Robust Motion In-betweening

Stereotypical image of a keyframe sketch, where an animator would need to draw the in-between frames according to the timing chart on the right. Our system automates the in-betweening job. (source)

At Ubisoft, we are always trying to build evermore believable worlds. This quest for realism affects many aspects of a video game, and character movement is certainly one of those. Natural movement of characters is key to have players relate to them and making games more immersive. However, creating high quality animations is a very resource-intensive process. In this work, we present a data-driven approach, based on adversarial recurrent neural networks to automate parts of the animation authoring pipeline. It leverages high-quality Motion Capture (MOCAP) data to generate quality transitions between temporally sparse keyframes. (Paper PDF)

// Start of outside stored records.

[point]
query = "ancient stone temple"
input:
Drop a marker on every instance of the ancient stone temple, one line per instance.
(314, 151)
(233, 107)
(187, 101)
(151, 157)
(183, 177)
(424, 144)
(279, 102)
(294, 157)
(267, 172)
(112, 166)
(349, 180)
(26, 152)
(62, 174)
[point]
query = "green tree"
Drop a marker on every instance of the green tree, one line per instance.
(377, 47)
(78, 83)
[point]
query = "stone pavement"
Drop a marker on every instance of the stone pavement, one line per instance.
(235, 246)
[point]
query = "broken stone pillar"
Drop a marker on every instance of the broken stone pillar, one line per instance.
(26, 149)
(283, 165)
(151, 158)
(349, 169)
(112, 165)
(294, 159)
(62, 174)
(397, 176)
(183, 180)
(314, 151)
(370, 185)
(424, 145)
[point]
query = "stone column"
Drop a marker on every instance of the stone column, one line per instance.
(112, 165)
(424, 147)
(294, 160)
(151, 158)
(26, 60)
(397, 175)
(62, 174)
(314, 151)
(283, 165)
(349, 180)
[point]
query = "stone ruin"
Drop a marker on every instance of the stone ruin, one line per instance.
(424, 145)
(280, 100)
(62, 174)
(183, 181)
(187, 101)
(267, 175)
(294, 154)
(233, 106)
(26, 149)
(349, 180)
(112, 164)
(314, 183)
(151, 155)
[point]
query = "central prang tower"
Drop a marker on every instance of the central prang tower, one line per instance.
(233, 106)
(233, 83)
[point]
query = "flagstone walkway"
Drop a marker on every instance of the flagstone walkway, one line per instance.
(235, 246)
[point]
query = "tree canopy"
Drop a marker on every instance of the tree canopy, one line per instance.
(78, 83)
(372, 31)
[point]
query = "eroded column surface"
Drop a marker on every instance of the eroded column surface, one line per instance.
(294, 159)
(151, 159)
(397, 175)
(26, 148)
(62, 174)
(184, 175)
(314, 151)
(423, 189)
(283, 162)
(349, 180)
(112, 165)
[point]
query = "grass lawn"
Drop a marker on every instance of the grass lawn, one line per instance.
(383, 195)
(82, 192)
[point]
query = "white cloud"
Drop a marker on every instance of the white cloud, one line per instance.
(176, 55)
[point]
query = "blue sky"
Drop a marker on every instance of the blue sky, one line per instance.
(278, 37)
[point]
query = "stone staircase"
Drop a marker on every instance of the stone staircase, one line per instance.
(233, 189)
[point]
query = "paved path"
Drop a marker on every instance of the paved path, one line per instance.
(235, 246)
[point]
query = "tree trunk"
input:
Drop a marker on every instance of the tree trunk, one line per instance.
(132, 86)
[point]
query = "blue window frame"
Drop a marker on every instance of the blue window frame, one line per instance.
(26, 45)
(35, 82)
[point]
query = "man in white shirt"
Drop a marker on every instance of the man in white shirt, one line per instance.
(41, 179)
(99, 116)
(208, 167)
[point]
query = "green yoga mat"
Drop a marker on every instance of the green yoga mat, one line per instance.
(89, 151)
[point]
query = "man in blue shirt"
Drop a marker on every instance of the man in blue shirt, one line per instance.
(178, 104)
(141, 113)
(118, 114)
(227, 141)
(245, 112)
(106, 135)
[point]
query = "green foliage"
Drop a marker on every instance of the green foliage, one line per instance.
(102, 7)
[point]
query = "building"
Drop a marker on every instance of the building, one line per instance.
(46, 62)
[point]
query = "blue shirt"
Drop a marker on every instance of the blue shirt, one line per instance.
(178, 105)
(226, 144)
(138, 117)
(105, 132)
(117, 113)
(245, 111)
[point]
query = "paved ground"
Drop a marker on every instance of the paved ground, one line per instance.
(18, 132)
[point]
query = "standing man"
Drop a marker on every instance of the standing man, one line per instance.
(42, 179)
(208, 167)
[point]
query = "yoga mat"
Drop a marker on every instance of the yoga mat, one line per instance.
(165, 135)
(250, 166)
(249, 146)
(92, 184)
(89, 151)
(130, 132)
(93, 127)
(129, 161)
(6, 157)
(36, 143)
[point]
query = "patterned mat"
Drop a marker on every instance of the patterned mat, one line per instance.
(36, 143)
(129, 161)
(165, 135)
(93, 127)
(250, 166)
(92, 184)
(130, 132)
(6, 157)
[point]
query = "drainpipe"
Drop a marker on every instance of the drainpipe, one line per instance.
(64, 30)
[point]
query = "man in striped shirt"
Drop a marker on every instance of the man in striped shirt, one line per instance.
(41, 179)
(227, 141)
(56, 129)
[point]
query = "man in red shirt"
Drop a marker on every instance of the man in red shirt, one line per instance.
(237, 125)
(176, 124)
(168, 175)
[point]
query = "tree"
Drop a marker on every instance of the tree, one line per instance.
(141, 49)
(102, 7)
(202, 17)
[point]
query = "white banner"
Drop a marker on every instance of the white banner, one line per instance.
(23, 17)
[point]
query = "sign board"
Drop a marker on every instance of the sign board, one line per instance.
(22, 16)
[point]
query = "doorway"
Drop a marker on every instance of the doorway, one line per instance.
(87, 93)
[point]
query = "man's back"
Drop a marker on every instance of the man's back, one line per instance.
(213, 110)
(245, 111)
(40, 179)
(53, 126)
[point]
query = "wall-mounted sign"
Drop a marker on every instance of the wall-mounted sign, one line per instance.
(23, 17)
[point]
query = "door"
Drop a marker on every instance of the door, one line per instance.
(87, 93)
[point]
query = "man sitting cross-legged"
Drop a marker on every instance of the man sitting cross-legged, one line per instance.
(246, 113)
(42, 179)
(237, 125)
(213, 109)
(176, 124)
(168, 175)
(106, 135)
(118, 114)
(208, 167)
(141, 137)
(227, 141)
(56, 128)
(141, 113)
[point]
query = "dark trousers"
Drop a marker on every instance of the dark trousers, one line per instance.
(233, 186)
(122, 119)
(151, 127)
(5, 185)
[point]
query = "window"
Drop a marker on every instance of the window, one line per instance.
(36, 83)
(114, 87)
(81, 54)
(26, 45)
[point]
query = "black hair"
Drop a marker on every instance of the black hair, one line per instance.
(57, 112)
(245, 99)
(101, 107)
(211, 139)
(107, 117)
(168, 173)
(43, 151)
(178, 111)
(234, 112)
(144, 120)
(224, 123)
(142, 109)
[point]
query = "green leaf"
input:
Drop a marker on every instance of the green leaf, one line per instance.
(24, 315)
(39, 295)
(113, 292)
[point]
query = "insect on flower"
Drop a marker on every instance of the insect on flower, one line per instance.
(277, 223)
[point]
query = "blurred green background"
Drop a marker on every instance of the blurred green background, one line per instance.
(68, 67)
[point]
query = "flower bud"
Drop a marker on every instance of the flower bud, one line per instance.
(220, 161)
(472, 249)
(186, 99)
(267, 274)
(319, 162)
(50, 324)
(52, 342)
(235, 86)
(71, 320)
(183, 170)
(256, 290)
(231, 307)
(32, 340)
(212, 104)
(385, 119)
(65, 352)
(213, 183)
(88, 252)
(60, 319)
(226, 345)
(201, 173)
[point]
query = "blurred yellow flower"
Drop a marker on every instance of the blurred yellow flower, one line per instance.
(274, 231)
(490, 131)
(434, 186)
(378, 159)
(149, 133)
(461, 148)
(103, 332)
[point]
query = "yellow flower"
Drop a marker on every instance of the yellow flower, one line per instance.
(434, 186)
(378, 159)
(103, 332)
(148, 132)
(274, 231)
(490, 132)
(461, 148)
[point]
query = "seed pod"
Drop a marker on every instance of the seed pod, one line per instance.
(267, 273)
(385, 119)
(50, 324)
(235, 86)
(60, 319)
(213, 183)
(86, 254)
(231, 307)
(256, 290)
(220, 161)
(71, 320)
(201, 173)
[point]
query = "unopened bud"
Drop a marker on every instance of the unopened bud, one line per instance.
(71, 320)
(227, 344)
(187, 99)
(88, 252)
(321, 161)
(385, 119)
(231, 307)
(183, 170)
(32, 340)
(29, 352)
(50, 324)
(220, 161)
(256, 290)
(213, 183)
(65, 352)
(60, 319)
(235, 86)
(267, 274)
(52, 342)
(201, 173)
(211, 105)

A canonical example of desired transitions in a video game. We have 2 unique keyframes (crouching and running) that have been duplicated to create a 3-segment sequence. All consecutive keyframes are one second appart, which in our case corresponds to 30 frames. The animation is generated by our model.

HOW IT’S USUALLY DONE

Motion Capture

Over the years MOCAP (for MOtion CAPture) technologies have become widely used in video games and cinema for realistic animation authoring due to their superior fidelity to re-create human movements in animations. However, MOCAP sessions as well as the needed post-processing of sequences are very ressource-intensive and avoiding new capture sessions is always desired. Re-purposing existing MOCAP for new animation needs is therefore often investigated before proceeding with a new capture. However, finding the right MOCAP sequences for specific needs is not always straightforward and modifying an existing sequence to fit a novel animation constraints can also be time-consuming.

Keyframe Animation

Keyframe, or hand-animation is another way to produce artificial movement and was for a while the main technique for drawn animations. Here again, this can be a long, tedious process in order reach natural 3D motion for AAA games. Indeed, since the current animation tools lack a high-quality in-betweening functionality for temporally sparse keyframes, animators spend a lot of time authoring many dense keyframes. Our system aims at reducing this load by allowing sparse keyframes to be automatically linked through natural motion, learned from MOCAP data. This is reminiscent of the job of in-betweening in the traditional animation pipelines where an animator is tasked with creating the motion linking keyframes provided by an artist or a senior animator.

 

AUTOMATIC MOTION IN-BETWEENING

Overview

Our system is designed to take as inputs up to 10 seed frames as past context, along with a target keyframe and produces the desired number of transition frames to link the past context and the target. When generating multiple transitions from several keyframes, the model is simply applied in series, using its last generated frames as past context for the next sequence.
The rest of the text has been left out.